In winter evenings, before the flaming logs in the great chimney-place, when Tom was not recounting adventures he had experienced, or some he had imagined, or playing the fiddle, or taking huge gulps of hard cider or hot "kill-devil," he was singing songs; and of these the favorite in his list was one or other of the versions of "Over the hills and far away." First, there was the song with which Dick had been familiar since his infancy, and which for a long time he thought alluded to MacAlister himself, beginning thus:
"Tom he was a piper's son,
He learnt to play when he was young,
And all the tune that he could play
Was 'Over the hills and far away,'
Over the hills and a great way off,
And the wind will blow my top-knot off."
Then there was the one which, when it was sung by Tom, Dick took to be a bit of veritable autobiography:
"When I was young and had no sense,
I bought a fiddle for eighteen pence,
And the only tune that it would play
Was 'Over the hills and far away.'"
But what was the song itself to which these verses alluded?

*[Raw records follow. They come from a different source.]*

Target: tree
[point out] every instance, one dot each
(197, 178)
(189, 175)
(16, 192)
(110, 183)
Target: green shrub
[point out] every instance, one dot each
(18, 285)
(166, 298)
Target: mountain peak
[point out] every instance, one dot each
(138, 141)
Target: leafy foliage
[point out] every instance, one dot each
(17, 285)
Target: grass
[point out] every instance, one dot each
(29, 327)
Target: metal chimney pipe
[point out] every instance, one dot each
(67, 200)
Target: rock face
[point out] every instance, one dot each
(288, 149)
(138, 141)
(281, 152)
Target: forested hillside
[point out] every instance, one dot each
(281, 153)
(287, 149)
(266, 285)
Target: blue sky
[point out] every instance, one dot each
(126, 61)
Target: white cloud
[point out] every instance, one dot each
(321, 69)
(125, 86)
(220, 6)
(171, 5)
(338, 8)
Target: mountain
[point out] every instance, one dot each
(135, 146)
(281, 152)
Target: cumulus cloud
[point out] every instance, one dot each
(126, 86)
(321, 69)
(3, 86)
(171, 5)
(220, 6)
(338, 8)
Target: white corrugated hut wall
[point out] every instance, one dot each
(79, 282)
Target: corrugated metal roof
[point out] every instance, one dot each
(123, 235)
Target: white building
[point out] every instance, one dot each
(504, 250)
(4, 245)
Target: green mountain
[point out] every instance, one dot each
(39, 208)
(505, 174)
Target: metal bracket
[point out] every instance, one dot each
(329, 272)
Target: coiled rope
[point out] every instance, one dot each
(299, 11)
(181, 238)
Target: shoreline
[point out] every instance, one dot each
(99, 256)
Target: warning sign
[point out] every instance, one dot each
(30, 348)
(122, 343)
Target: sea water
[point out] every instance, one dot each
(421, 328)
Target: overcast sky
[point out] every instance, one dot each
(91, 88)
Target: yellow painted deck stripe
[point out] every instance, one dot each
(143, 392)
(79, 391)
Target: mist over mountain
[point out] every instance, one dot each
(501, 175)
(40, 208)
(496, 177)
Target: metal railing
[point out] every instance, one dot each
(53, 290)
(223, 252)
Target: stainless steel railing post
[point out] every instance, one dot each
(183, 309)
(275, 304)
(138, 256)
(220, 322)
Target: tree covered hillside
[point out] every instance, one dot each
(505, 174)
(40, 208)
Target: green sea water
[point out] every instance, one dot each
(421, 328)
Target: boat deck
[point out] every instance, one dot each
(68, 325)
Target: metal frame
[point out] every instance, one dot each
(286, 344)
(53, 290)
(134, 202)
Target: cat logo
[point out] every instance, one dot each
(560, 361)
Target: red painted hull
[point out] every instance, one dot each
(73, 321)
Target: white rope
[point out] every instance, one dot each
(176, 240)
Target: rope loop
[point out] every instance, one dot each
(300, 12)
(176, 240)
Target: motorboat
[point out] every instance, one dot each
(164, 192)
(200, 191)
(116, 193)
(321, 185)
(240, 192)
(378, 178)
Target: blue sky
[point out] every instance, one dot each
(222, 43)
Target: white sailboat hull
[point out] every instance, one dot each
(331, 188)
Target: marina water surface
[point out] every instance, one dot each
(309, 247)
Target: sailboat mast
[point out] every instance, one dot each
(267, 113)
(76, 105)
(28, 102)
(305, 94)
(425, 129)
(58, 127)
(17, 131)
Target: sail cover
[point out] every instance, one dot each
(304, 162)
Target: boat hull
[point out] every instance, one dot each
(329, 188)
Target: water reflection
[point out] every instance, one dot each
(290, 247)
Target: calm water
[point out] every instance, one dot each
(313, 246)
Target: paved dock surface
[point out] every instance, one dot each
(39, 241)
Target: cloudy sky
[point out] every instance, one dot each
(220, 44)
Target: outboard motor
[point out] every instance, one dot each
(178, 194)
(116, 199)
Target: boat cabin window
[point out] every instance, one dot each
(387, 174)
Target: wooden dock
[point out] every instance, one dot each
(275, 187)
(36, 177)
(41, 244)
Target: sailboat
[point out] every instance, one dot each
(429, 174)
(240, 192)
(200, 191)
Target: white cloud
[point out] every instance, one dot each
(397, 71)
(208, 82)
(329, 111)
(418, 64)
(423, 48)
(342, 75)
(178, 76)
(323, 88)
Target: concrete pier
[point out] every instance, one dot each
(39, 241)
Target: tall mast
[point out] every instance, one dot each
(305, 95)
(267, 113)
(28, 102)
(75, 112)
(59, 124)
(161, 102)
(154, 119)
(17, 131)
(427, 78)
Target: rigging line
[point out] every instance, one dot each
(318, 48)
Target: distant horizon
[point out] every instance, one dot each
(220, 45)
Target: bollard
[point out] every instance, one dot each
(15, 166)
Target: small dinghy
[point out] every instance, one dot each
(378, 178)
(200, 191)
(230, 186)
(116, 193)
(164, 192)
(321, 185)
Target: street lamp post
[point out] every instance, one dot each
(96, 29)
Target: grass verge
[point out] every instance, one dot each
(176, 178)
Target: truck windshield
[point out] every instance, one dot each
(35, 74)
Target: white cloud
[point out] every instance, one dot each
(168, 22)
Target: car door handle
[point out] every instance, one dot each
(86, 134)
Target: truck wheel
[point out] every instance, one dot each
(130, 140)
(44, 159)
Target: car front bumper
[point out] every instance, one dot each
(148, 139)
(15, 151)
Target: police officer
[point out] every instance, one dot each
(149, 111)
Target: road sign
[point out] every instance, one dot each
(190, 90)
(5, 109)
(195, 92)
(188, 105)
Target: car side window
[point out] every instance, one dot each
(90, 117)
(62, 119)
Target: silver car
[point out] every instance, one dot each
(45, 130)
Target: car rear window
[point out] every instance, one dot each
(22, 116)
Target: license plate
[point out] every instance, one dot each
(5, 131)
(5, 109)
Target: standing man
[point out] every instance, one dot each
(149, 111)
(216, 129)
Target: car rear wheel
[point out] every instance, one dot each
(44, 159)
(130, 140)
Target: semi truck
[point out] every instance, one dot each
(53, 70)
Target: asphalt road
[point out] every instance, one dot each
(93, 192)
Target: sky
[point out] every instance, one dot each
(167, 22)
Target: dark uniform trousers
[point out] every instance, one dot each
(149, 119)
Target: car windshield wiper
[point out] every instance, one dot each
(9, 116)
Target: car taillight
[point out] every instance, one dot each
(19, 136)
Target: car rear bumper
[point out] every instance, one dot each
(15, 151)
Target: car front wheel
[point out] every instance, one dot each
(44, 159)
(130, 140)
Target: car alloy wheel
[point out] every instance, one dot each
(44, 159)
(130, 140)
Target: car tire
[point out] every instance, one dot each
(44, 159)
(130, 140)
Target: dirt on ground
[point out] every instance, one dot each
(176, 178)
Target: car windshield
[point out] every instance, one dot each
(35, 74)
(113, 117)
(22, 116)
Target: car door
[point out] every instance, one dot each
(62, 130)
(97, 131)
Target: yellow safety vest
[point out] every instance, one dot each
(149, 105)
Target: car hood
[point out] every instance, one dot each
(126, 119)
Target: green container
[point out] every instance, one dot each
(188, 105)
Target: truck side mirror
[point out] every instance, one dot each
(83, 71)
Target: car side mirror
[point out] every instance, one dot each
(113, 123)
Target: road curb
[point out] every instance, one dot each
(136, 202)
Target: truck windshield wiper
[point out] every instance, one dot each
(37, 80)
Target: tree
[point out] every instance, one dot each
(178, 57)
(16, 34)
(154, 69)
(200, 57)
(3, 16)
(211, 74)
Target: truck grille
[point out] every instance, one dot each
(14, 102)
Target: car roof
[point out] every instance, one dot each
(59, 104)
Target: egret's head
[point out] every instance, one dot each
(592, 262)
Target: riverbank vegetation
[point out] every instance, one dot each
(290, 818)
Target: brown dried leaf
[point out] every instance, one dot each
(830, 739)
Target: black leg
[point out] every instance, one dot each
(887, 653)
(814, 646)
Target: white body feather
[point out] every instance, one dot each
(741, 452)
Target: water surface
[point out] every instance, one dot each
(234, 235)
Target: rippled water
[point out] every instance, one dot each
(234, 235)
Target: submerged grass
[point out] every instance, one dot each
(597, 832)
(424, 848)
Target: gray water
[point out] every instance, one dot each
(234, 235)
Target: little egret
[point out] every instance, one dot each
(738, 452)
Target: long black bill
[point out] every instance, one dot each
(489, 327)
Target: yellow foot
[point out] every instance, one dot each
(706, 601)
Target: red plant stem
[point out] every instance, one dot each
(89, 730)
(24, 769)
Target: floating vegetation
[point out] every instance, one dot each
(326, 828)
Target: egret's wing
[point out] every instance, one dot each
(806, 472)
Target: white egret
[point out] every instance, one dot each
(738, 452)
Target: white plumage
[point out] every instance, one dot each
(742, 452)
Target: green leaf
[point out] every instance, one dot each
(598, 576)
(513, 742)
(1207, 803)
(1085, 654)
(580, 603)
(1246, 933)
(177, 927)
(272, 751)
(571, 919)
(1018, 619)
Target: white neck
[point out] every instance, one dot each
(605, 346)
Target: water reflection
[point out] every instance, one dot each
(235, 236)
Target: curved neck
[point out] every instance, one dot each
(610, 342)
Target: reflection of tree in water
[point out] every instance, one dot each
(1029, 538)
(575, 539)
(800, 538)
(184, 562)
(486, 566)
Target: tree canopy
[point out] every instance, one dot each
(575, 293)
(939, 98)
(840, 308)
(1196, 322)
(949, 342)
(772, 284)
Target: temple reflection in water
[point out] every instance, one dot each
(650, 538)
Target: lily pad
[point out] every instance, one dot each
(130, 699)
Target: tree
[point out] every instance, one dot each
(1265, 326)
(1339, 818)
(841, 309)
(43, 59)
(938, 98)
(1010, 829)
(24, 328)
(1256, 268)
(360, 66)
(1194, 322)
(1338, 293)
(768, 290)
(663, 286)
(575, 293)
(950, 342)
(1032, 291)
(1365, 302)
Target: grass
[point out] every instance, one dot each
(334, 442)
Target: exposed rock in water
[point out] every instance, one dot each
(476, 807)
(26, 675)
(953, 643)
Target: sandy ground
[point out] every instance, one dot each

Tom knew and sang several, but was cloudy as to which was the particular one. That mattered little, however, as all went to the same tune. There was one artfully contrived to lure recruits to the king's service, thus:
"Hark how the drums beat up again
For all true soldiers, gentlemen;
Then let us 'list and march away
Over the hills and far away."
Then there was one that Tom had heard at the play, sung by a gay captain and a dare-devil recruiting sergeant, and of which the latter half would fill Dick's head with longings and visions:
"Our 'prentice Tom may now refuse
To wipe his scoundrel master's shoes,
For now he's free to sing and play,
Over the hills and far away.
"We shall lead more happy lives
By getting rid of brats and wives
That scold and brawl both night and day,
Over the hills and far away.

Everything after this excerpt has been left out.